The Gauteng department of health has a legal and moral obligation to act on the plight of 38 security officers facing dismissal for speaking out on their company’s failure to pay contributions to their pension fund.
The guards, employed by Calvin and Family Security Services, are stationed at the Chris Hani Baragwanath Academic Hospital. The company, owned by controversial Durban businessman Calvin Mojalefa Mathibeli, according to the DA, scored a R234m three-year tender to guard the hospital in Soweto.
But according to Salt, the administrator of the Private Security Sector Provident Fund, the company is currently non-compliant in terms of its statutory obligation to pay over provident fund contributions on behalf of its employees for multiple periods.
The administrator, who did not want to say how much the company owes in workers’ unpaid benefits, said the most recent payment received was on April 21 and only covered a portion of the total outstanding amount owed.
Despite denials to this newspaper by Mathibeli on his company’s debt, the fund said it received numerous queries from employees regarding their unpaid contributions.
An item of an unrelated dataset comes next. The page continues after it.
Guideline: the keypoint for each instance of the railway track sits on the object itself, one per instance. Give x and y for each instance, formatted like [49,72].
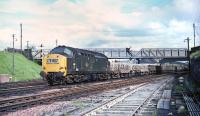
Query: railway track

It said 135 determinations have been issued to date by the office of the Pension Funds Adjudicator against the company.
Not only is failure to pay workers’ contributions to the fund abhorrent given the owner’s known public profile of flaunting wealth, but it is also illegal in terms of the Pension Fund Act and labour laws.
Therefore, the awarding of tenders by a government department to a company that is non-compliant with the Private Security Sector Provident Fund is a betrayal of the workers. Any company that does not comply with the statutes in the country must not be awarded state contracts, and its owners must face prosecution for contravening the law.
The Gauteng department of health’s complicit silence in the matter involving Mathibeli’s company and the workers who are now being dismissed is alarming.
The Financial Sector Conduct Authority regularly provides details of private security companies and employers who are non-compliant.
The list is a useful checklist that ought to be used by the state to foster compliance when issuing tenders with public money. When workers are unable to claim their benefits after losing their employment, it is the state that they turn to again for help, thereby increasing the burden of the social security net while defaulting company owners continue to live large.
Time is now for the state to act in the best interest of vulnerable workers and taxpayers.